Kepala Desa Motong dan Babinsa Koramil 1607-09/Utan Rhee Hadiri Pembentukan Panitia Pernikahan Adat Sasak.

Reporter Media RCM NTB 313 Views

MEDIA RCM Sumbawa Besar NTB, Kepala Desa Motong, Abdul Wahab, bersama Babinsa Koramil 1607-09/Utan Rhee, Sertu Edison, dan ketua BPD desa Motong, Ahmad,menghadiri pembentukan panitia pernikahan adat Sasak yang berlangsung di kediaman keluarga acara. Acara yang dihadiri oleh berbagai tokoh masyarakat dan tokoh pemuda ini berjalan dengan suasana aman dan tertib.jum,at (07/06/2024)

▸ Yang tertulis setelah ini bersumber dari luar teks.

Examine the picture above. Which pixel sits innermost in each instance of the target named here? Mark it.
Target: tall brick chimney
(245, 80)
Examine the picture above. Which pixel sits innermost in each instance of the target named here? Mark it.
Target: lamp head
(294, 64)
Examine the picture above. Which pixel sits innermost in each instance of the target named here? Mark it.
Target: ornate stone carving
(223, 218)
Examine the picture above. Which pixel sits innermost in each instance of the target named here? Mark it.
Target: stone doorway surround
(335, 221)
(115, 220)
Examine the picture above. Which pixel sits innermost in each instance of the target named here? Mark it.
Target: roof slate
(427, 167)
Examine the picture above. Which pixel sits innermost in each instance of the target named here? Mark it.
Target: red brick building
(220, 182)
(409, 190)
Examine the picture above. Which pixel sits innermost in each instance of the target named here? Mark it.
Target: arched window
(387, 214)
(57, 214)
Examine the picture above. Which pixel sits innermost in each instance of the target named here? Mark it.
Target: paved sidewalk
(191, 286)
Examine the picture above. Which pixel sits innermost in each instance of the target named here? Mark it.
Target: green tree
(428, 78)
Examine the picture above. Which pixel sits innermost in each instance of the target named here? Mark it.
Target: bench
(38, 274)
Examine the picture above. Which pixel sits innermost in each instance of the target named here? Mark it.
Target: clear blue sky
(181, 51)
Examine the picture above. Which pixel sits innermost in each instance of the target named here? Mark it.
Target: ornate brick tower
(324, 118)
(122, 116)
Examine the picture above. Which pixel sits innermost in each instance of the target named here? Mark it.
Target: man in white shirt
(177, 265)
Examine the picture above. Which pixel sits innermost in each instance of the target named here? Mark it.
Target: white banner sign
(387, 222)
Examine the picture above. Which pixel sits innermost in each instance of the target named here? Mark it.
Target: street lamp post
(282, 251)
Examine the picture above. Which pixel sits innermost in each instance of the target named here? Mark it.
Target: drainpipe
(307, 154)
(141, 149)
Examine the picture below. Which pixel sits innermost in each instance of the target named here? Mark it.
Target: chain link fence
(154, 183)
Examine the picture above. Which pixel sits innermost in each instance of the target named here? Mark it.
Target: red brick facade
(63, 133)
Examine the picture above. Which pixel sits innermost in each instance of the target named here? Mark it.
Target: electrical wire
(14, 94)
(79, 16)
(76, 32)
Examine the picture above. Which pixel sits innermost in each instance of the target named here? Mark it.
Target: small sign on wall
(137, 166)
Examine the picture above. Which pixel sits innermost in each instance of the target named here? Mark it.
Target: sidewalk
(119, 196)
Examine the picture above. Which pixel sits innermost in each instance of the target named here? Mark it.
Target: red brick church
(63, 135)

IMG 20240607 200329 387 scaled

Acara dimulai pada pukul 09.00 WITA dengan dihadiri oleh Kepala Desa Motong, Abdul Wahab, Babinsa Motong, Sertu Edison, Ketua RT, Abu Bakar, serta sejumlah tokoh masyarakat dan pemuda setempat. Kehadiran para tokoh ini menunjukkan sinergi yang kuat antara pemerintah desa dan TNI dalam mendukung kegiatan sosial budaya masyarakat.

– Advertisement –

 

Dalam sambutannya, Kepala Desa Abdul Wahab menekankan pentingnya menjaga dan melestarikan adat budaya lokal, termasuk pernikahan adat Sasak. “Adat dan budaya adalah identitas kita. Saya sangat mengapresiasi inisiatif masyarakat dalam melestarikan pernikahan adat Sasak ini. Mari kita bersama-sama menjaga dan mengembangkan tradisi ini,” ujar Abdul Wahab.

- Advertisement -

 

Sertu Edison, selaku Babinsa Motong, juga menyampaikan pesan penting mengenai keamanan dan ketertiban selama proses pernikahan adat berlangsung. “TNI siap mendukung kegiatan masyarakat yang positif. Kami akan memastikan bahwa setiap tahapan acara pernikahan adat ini berjalan dengan aman dan tertib,” kata Sertu Edison. Ia juga menambahkan bahwa kerja sama antara TNI dan masyarakat sangat penting untuk menciptakan lingkungan yang kondusif.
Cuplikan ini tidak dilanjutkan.